Garnets come in black, bright lime green, Fanta orange, brilliant yellow, gorgeous deep greens that will make an emerald turn greener with envy, clear-colorless garnets, my favourite pinks and purples, and of course the deep, luscious pomegranate red you may already know!
If you do a gemmology course, they will tell you that garnets basically come in every colour in the rainbow. They used to say that was true except for blue but a recent discovery has now meant that you can also get garnets in blue—at least under a specific kind of light, they change colour to blue.
If you can’t find a colour of garnet you like, then how about a garnet with horsehair inclusions (basically that is like wispy lines within the stones), a sapphire star or even garnets that change colour depending on the type of light you view them in?
This is the one stone that the more I get to know them, the harder I fall in love!!
In Southern Africa, we are lucky enough to have so many different types of garnets here that you almost have no reason to look outside of our area for a garnet that will capture your heart!
Of course, we have the common red garnet in Africa, but we also have the rarest of garnets, the Tsavorite, which is the gorgeous green I mentioned above. The tsavorite garnets are the most expensive in the world, and although small ones are more common, ones that are a carat or more are very rare and seriously expensive.
We are also lucky enough to have pink and purple garnet in Zimbabwe, mined along the Mozambique and Zambian borders.
Zimbabwe also has the orange garnets, but not the Fanta colour you can get in some areas of the world—but still pretty cool!
The word garnet comes from the Latin word for pomegranate. In Greek mythology, Hades was passionately in love with Persephone. He abducted her and brought her down to the underworld.
Hades was commanded by Zeus to allow her to leave. Hades was a bit sneaky and gave her a pomegranate seed, which he knew would bring her back to him.
As soon as she tasted the sweetness of the pomegranate, she knew she had to go back for more! So, she returned to the underworld for three months of the year for the rest of eternity.
As a result of the myth, garnets became the stone to give to a loved one and to those who were going on a journey to ensure their safe return.
Lions carved into garnets were worn as rings or amulets, as it was believed that garnets and lions combined would most definitely keep you safe on any journey!
Red garnets were found as far back as 3,100 BC in Egypt. Talk about a stone with some staying power!!
Garnets were a favourite of ancient warriors. Funnily enough, in some cultures, it was considered to protect you and, in others, to inflict more harm on you!
The most famous warrior to use garnet as protection in battle was King Solomon. Garnet is thought to be one of the four stones given to him by God.

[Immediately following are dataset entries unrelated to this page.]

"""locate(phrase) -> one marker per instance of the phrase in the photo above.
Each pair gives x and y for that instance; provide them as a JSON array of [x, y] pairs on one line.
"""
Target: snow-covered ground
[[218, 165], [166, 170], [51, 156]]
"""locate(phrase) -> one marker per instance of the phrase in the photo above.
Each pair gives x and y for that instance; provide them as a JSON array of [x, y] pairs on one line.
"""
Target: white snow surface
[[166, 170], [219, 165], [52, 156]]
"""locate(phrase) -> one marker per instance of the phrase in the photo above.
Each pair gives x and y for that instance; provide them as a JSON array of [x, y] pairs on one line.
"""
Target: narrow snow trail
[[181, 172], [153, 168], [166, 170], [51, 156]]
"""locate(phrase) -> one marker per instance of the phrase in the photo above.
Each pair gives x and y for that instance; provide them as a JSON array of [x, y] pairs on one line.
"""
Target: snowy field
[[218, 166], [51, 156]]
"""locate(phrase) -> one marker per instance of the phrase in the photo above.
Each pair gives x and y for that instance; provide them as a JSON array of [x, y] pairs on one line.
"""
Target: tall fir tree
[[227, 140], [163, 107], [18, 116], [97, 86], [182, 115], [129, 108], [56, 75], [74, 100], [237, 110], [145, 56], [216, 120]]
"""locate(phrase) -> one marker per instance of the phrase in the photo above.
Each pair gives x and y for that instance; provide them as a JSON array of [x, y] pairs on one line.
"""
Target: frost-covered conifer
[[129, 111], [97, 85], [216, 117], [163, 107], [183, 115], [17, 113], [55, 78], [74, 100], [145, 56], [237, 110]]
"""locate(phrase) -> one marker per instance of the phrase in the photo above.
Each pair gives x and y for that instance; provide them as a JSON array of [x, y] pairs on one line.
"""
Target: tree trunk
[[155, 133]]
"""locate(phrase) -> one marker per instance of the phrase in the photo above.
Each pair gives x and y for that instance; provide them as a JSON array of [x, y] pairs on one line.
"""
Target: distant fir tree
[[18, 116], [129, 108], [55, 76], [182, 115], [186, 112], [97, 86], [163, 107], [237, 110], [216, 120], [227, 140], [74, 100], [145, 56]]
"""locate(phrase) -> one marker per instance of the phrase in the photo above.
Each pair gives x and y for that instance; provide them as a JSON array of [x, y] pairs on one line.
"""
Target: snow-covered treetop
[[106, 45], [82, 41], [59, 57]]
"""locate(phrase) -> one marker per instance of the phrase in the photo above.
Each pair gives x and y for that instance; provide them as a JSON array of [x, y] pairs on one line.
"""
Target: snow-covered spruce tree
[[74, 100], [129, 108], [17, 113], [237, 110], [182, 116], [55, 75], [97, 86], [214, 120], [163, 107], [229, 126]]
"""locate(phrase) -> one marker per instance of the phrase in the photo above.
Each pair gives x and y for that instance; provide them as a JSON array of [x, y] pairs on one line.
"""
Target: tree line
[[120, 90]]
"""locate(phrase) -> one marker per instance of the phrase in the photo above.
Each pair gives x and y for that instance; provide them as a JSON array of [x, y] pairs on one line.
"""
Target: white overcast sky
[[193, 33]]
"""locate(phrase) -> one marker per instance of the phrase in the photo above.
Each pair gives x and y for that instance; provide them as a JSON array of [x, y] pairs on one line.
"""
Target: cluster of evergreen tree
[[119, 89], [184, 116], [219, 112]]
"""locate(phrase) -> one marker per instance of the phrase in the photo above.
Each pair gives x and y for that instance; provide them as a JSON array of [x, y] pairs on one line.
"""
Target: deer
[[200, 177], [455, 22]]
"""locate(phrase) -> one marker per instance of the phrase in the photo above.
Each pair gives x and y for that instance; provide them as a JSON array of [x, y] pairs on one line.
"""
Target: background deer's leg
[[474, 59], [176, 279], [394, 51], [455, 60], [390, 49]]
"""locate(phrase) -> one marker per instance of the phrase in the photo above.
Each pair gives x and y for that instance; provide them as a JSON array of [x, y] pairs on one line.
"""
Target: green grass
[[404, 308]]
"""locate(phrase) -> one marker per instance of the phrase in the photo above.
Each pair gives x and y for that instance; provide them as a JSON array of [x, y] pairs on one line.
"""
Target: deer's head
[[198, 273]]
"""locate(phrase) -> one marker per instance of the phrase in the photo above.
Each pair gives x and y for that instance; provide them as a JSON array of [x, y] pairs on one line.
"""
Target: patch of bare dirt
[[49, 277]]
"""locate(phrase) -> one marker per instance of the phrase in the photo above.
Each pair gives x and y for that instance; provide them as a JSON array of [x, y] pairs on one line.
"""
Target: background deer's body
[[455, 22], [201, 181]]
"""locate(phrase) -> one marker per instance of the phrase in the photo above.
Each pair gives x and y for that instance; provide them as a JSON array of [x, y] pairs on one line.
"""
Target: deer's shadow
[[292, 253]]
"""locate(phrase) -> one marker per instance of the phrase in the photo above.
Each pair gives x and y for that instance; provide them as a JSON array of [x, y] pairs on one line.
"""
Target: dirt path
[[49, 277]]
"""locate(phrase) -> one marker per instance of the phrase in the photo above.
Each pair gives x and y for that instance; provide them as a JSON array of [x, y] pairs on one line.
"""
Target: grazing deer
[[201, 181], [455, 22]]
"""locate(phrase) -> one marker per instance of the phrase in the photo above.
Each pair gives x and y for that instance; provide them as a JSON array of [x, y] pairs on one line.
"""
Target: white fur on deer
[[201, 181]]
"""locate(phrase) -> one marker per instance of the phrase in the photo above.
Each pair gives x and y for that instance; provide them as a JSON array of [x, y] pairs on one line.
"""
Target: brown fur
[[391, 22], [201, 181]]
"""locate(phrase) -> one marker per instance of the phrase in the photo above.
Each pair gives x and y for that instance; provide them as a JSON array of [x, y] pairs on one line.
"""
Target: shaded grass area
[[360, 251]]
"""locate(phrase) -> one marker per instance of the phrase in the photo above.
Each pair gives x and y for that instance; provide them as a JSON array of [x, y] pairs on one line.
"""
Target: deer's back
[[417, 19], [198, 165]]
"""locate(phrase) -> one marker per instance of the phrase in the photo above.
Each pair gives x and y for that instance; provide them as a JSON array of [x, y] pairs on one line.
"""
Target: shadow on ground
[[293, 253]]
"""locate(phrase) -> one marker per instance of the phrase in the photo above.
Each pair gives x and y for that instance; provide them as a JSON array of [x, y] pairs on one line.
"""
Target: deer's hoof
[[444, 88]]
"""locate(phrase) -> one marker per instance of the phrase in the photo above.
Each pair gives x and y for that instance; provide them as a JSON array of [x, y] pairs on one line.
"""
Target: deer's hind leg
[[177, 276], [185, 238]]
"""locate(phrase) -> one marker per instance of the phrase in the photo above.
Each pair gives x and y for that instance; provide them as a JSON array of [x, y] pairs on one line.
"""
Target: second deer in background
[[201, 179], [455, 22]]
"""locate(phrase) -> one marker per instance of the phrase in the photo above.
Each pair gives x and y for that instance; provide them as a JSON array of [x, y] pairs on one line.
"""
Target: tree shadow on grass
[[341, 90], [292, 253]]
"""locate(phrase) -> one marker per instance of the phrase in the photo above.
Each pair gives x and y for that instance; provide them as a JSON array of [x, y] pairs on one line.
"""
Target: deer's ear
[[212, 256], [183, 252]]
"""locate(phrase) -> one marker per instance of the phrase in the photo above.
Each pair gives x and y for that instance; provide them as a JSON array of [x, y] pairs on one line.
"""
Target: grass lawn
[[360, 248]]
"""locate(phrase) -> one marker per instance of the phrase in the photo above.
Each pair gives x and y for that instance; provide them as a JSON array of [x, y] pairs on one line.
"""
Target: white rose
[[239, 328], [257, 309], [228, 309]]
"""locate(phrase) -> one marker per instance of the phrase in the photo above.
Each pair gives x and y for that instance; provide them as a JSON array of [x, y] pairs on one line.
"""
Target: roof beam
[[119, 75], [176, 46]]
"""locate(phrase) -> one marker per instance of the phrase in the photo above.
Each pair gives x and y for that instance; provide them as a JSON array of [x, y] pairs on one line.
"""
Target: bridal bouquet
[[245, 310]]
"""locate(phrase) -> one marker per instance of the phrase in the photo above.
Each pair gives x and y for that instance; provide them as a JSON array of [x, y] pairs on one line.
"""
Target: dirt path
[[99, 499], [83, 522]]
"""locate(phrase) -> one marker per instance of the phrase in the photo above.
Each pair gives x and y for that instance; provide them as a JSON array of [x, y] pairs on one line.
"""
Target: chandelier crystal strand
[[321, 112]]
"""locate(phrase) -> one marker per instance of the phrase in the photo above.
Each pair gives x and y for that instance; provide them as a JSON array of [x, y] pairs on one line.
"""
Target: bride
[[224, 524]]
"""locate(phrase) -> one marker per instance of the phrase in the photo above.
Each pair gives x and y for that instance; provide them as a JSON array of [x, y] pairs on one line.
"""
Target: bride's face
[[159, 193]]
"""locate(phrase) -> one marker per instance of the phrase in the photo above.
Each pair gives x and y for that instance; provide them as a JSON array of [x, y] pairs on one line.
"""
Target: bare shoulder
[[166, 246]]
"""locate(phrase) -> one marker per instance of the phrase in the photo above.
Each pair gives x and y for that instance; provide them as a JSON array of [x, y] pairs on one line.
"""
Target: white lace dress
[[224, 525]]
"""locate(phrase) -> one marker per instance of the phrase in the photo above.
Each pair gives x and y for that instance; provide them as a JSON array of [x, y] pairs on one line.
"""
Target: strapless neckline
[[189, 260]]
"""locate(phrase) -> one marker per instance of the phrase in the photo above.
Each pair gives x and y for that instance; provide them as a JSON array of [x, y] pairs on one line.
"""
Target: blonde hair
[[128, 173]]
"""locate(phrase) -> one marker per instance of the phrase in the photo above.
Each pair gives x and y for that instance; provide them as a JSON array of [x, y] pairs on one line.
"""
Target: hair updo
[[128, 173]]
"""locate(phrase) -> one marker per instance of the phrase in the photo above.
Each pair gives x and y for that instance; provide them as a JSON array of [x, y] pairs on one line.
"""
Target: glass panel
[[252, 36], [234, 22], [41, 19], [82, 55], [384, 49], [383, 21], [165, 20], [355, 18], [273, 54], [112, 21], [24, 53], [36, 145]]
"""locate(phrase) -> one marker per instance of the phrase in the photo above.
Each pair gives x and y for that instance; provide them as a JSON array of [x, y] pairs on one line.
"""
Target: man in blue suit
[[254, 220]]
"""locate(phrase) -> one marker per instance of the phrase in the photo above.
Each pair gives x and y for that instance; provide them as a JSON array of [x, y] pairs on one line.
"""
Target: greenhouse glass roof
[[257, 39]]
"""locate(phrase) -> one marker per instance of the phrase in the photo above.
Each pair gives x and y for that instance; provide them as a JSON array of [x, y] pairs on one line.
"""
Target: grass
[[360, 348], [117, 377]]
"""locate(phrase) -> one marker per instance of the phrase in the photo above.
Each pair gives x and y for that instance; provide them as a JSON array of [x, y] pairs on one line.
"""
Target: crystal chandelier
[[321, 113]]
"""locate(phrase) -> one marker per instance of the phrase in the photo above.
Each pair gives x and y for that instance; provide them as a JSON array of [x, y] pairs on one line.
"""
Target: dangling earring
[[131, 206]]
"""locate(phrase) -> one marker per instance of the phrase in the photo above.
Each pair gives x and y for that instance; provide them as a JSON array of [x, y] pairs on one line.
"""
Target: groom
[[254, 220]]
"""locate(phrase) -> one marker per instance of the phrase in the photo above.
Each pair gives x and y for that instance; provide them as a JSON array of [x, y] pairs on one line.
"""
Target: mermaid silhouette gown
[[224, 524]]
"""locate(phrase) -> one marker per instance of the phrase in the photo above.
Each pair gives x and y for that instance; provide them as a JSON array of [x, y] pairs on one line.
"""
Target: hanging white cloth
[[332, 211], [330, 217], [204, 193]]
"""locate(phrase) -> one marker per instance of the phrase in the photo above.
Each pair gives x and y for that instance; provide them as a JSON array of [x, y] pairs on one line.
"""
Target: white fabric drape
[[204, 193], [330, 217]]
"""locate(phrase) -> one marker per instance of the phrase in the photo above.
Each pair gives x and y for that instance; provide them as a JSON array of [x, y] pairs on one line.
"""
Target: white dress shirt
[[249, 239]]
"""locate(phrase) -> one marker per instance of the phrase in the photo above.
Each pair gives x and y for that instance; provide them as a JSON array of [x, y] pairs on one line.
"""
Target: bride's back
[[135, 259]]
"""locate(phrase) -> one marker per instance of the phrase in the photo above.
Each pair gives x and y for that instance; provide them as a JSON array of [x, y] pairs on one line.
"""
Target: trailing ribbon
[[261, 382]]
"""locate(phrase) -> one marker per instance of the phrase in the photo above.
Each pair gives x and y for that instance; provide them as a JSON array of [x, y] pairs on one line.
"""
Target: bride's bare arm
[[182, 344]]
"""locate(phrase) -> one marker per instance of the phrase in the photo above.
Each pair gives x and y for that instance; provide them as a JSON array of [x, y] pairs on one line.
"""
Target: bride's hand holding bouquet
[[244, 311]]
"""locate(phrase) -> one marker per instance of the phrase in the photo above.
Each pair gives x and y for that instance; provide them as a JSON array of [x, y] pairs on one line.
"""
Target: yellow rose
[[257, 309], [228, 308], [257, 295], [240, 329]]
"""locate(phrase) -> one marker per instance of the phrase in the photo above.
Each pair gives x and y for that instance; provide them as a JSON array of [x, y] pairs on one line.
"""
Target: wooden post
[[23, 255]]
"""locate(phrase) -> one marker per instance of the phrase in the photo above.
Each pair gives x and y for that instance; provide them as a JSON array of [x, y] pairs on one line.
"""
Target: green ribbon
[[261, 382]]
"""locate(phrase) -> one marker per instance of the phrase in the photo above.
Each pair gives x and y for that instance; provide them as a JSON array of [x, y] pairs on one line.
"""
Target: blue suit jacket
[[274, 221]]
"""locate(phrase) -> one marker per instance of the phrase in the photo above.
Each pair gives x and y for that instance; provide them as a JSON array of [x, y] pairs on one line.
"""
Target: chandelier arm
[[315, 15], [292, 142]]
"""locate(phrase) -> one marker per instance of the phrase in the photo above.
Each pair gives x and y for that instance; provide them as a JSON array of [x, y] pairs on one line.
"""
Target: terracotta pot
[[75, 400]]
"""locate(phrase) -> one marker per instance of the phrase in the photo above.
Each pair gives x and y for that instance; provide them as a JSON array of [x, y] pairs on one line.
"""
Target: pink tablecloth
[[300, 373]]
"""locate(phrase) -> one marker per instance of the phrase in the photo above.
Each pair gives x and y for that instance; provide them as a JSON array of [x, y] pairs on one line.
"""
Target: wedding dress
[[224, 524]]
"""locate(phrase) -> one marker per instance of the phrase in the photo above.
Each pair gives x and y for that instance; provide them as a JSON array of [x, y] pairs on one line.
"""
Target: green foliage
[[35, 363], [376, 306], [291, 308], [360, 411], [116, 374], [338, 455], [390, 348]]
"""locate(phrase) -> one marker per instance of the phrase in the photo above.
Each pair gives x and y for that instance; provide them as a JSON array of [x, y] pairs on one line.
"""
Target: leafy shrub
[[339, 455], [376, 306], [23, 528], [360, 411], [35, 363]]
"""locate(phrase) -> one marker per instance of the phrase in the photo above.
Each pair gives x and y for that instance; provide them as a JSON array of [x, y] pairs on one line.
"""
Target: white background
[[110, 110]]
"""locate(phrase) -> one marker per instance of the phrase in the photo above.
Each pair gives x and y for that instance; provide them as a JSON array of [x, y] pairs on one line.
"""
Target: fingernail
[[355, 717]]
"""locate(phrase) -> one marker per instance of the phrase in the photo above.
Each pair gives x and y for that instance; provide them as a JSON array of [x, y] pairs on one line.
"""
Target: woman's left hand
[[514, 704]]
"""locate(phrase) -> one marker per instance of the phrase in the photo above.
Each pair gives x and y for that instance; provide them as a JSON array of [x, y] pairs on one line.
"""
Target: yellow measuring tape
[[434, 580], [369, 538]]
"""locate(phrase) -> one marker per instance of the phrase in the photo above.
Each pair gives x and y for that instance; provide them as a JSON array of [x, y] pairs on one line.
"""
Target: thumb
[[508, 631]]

In Roman times, they were used to adorn shields used in battle to protect the warrior. The Anglo-Saxons had garnets put into their brooches, pendants, and buckles, which they wore into battle for protection. Historically, in Europe and the Middle East, they thought that garnets would help wounds heal and protect them against poison.
And yet in Asia, garnets were added to weapons as they were thought to inflict more damage on your enemy. As late as 1892, garnets were used in battle against the British. Kashmir carved bullets out of garnets, which they believed would inflict more damage to the British than lead bullets. I’m guessing if you survived being hit by one of those bullets, it was a cool souvenir to take home!
During the time of the Roman Empire, garnets were the most widely traded gemstone in the entire empire. The Romans carried garnets as protection for travel along Roman roads, carved into seals to use on important documents, and their use was inadvertently spread to the Germanic tribes they were fighting. The Germanic tribes incorporated them into their art and into their Cloisonne work.
In the Middle Ages, garnets were a favourite of the clergy and nobility and even thought to protect you against the plague, poisons, and bad dreams! Wonder if I should be wearing them just in case they work against Corona!! 😊 They were also though to help cure depression and evil thoughts.
The colour of red garnets reminded people of blood and it was also associated with healing disorders of the blood and associated with the life-giving blood of the womb. It was because of this association with the womb that for a while it was thought that only women should be allowed to wear garnets.
Also due to the common garnets red colour it was also used in the Middle Ages in crosses and thought to symbolize the blood of Christ.
Today we still consider them a symbol of love and protection and it is considered the appropriate gift for your second wedding anniversary.
Even as I write this blog post I am falling in love with garnets all over again! Every month I have a new love affair, which is what is so fun about birthstones!